After reading a news article about Vladimir Ashkenazi having to give up public piano performance due to arthritis, I began to wonder if there was any connection between the two. The question to ask is whether the piano has good or bad for your joints. Does it cause or prevent you from developing arthritis? My research has led me to some interesting conclusions.
The right way and the wrong way to play the piano: In fact, if you practice correctly, the piano does not really bite arthritis. When I was playing the piano myself when I was young, I can say that there is a wrong way and the correct way to play the piano. Have finger exercises before you start, such as "five-finger exercises" and others to do. These exercises can be used to warm up and help strengthen your fingers and make them more flexible.
Playing the piano in the right way can help with arthritis: When you play the piano, you must also position your wrist and hand in the right way. When you do this, you actually put the right pressure on your fingers and joints. This actually improves the blood circulation of the joints and helps resolve any joint problems.
If you have arthritis and you have to play for a certain amount of time every day, playing the piano does help you. But if you play for life like a pianist, you may have some problems. Piano play alone does not induce arthritis, but if you have problems, excessive joint movement can be very bad for other reasons.

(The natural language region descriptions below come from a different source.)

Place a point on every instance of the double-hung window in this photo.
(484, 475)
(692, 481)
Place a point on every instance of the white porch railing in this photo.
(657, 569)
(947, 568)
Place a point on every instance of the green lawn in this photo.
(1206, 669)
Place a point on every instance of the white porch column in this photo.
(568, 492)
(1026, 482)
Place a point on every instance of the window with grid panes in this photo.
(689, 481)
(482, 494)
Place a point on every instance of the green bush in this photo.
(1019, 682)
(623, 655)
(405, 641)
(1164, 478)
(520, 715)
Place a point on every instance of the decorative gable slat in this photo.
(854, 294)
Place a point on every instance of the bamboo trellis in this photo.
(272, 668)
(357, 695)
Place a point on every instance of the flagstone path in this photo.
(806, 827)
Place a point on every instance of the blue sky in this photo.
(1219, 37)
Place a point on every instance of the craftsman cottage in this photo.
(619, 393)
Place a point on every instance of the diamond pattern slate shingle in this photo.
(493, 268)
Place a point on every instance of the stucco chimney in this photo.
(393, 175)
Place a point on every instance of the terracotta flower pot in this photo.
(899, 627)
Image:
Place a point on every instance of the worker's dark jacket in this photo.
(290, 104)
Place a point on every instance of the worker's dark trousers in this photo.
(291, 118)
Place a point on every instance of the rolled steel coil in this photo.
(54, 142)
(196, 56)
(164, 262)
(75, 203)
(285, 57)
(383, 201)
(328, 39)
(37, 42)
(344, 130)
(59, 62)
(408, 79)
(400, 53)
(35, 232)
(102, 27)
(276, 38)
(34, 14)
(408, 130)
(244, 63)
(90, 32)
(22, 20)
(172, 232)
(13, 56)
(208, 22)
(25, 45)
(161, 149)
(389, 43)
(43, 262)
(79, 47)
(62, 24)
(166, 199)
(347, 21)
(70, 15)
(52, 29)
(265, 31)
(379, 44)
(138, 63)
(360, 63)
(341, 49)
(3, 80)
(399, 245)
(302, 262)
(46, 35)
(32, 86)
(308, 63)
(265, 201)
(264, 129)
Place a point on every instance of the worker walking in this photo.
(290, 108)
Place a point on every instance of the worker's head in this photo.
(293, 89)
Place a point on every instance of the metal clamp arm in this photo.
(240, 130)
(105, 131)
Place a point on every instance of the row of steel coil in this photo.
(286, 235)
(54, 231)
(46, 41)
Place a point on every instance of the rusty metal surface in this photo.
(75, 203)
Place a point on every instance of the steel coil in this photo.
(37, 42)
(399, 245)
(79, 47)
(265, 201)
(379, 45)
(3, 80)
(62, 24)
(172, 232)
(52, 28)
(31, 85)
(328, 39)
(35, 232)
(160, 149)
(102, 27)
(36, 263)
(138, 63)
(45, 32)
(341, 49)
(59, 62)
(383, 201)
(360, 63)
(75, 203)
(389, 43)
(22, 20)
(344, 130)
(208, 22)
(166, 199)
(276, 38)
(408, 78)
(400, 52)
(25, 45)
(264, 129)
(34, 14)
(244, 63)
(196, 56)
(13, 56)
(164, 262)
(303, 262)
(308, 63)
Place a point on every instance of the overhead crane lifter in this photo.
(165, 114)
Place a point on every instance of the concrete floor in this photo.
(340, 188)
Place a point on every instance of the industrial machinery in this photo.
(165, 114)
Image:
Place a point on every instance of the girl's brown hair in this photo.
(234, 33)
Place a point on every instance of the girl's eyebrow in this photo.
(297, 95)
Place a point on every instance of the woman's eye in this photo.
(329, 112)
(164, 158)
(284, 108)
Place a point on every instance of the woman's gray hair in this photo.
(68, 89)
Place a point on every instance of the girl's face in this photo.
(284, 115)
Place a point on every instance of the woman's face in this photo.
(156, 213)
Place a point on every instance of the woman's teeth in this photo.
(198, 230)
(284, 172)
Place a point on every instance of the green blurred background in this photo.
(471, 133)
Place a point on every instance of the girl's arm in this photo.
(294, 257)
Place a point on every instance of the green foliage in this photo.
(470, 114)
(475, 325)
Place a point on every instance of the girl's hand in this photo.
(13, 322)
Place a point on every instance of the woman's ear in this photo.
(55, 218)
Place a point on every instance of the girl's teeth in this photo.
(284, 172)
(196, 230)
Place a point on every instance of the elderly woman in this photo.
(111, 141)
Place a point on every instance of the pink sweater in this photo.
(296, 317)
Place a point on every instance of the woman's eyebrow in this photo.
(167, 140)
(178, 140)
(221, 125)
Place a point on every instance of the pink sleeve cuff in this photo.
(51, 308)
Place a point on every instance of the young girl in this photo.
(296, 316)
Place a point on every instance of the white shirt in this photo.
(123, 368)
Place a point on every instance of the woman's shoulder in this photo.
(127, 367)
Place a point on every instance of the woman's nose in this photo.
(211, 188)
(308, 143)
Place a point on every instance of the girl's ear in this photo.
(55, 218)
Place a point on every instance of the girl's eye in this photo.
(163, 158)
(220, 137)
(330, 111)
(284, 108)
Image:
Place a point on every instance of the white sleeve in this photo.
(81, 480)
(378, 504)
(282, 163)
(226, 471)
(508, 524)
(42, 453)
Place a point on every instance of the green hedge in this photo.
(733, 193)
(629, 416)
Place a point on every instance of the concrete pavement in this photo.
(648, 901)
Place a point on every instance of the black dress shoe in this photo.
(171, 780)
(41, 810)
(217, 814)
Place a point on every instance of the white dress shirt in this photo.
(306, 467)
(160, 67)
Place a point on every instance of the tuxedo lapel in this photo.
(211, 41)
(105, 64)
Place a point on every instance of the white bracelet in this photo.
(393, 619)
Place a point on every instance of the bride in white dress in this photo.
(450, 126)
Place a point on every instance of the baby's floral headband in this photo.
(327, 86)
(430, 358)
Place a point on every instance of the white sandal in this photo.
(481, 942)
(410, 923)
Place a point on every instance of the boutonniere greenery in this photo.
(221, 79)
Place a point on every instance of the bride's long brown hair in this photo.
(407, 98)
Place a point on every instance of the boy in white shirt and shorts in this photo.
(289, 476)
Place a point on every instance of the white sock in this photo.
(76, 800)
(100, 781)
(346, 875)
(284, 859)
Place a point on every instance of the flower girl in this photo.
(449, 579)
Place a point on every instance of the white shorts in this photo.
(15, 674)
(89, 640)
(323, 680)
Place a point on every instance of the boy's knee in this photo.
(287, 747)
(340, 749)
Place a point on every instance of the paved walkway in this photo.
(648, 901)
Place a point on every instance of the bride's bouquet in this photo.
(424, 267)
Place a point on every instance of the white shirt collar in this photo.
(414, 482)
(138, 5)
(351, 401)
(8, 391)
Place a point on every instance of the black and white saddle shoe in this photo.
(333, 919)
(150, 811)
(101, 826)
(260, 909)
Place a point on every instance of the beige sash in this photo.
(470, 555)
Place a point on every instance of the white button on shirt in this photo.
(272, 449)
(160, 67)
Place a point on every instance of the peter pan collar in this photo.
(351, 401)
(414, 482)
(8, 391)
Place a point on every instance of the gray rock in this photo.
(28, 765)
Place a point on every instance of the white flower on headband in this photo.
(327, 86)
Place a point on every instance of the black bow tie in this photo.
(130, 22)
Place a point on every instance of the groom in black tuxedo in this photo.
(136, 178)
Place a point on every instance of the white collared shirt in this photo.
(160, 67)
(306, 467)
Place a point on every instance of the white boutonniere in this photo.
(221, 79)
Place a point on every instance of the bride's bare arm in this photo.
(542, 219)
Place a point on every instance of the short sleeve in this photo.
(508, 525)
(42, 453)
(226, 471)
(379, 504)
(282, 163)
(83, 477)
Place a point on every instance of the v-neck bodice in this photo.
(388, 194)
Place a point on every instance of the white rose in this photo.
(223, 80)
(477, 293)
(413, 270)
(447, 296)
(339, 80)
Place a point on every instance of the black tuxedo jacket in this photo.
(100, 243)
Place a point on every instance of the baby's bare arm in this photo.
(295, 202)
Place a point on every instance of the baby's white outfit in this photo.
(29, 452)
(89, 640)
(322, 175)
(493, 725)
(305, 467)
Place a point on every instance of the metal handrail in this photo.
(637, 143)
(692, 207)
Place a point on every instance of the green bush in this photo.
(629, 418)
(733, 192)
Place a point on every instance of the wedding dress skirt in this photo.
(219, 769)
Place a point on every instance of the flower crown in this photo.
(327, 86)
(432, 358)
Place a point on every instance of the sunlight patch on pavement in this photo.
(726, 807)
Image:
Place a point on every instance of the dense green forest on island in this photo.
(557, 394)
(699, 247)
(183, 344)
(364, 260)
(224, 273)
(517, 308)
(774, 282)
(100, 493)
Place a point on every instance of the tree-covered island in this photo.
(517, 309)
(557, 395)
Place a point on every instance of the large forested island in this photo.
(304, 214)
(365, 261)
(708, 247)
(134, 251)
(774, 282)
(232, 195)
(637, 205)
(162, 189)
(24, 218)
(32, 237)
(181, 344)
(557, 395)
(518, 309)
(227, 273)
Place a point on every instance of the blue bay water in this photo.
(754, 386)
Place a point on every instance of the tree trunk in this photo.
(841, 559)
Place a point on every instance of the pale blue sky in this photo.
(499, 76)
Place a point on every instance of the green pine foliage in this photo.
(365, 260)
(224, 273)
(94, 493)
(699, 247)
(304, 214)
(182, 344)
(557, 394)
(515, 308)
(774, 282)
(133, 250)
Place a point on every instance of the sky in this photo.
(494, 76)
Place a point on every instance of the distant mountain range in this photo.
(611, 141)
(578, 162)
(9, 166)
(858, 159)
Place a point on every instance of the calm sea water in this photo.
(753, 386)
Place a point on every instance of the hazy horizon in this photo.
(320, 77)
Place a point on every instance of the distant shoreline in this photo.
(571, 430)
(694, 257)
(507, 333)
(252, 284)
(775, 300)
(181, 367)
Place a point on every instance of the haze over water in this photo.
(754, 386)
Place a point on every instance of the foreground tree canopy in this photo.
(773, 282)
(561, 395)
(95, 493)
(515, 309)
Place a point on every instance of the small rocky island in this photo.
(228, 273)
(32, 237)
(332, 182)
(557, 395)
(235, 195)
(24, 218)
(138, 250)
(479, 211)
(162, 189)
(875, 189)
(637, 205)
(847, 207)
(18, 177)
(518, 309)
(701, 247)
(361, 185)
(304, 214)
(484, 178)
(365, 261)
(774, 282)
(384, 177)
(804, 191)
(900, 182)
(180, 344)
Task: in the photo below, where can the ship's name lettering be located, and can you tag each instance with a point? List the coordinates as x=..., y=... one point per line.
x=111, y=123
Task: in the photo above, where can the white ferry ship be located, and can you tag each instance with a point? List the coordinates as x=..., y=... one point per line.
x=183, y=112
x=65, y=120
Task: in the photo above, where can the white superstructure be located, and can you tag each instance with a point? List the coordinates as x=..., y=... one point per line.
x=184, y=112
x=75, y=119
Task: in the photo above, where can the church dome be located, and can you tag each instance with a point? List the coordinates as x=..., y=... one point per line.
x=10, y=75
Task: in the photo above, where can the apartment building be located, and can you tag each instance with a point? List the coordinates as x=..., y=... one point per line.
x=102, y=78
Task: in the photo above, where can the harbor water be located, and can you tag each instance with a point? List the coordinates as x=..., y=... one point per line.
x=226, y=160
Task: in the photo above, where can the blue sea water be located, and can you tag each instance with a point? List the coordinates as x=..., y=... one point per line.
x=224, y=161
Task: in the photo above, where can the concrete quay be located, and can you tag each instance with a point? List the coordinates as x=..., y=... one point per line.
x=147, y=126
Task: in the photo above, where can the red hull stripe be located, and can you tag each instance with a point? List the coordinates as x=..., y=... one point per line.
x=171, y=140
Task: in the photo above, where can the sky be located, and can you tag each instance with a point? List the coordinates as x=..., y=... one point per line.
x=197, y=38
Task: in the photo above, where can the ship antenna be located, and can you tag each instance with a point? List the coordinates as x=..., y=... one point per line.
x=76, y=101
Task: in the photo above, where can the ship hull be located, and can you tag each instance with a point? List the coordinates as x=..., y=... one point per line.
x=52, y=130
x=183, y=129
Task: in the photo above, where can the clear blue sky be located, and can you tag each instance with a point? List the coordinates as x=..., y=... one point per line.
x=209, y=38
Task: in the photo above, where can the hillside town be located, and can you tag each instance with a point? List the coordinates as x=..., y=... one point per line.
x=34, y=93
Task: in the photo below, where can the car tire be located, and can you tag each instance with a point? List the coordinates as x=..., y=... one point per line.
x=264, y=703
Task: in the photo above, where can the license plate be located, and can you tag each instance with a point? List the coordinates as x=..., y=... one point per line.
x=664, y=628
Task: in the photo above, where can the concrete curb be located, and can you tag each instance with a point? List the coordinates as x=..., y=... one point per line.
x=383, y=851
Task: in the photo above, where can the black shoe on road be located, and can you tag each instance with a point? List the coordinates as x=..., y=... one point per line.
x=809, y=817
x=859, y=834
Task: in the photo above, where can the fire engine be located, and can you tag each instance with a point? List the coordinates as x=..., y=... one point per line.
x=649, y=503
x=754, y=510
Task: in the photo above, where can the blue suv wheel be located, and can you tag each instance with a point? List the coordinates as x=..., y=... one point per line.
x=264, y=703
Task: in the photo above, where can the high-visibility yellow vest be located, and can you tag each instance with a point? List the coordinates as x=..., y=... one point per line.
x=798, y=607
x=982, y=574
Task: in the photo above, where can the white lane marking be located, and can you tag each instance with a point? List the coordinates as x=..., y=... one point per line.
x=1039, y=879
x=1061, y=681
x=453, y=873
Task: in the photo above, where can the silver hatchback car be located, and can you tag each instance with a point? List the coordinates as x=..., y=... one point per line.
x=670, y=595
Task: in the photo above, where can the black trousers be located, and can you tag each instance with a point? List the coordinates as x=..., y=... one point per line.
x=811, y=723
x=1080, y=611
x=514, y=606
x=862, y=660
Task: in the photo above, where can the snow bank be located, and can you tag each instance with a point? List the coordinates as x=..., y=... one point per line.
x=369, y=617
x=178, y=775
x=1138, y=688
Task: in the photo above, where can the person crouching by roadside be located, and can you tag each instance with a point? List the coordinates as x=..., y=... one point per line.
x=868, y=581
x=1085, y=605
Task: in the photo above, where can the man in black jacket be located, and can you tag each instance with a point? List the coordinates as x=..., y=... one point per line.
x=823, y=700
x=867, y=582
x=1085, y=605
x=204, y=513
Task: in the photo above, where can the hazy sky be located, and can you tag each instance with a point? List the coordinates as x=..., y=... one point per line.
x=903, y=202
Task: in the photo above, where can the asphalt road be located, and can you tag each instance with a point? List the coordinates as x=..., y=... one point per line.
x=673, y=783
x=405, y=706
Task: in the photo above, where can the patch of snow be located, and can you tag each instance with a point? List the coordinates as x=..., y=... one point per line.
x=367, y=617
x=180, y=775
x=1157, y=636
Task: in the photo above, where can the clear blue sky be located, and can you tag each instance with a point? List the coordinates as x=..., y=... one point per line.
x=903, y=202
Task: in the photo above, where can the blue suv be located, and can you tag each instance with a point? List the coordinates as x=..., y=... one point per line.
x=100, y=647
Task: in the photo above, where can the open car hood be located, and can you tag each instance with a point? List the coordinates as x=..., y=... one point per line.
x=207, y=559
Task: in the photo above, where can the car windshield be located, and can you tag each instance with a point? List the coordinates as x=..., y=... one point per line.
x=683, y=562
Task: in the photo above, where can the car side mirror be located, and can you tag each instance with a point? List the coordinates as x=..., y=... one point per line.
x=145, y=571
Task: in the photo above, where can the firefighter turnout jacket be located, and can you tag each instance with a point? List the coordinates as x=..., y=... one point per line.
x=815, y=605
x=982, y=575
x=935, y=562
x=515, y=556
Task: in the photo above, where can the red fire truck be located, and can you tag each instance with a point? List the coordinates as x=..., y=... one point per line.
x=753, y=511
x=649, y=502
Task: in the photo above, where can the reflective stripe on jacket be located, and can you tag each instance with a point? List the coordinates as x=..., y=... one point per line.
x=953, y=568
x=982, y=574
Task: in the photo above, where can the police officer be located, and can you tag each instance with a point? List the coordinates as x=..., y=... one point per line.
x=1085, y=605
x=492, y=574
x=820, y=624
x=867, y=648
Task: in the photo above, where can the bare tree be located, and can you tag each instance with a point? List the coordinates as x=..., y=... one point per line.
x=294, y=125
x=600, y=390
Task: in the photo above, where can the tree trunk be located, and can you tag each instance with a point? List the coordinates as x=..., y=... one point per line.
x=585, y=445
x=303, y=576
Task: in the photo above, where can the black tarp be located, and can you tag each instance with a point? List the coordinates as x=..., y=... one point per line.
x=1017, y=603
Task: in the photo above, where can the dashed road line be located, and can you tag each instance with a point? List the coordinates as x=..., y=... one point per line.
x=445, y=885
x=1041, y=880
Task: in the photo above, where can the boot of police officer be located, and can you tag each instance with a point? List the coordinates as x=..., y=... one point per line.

In addition, when a concert pianist is working at full capacity, they must practice for up to 8 hours a day. Most of them are repeated phrases over and over again. This repeating pattern of the hand may be the strain on the joint. There is sufficient evidence that repeated movements of the joint may be a factor in arthritis. After a period of time, arthritis will crawl on the performer due to this pressure at the joints.
Surprisingly, you have not heard of arthritis often preventing pianists from taking their tracks. Given these facts, it seems that piano performance is actually good for your joints, although it may not always prevent this disease from being a good treatment for your joints and can help your hand with arthritis.
Orignal From: Playing the piano and arthritis - are they related?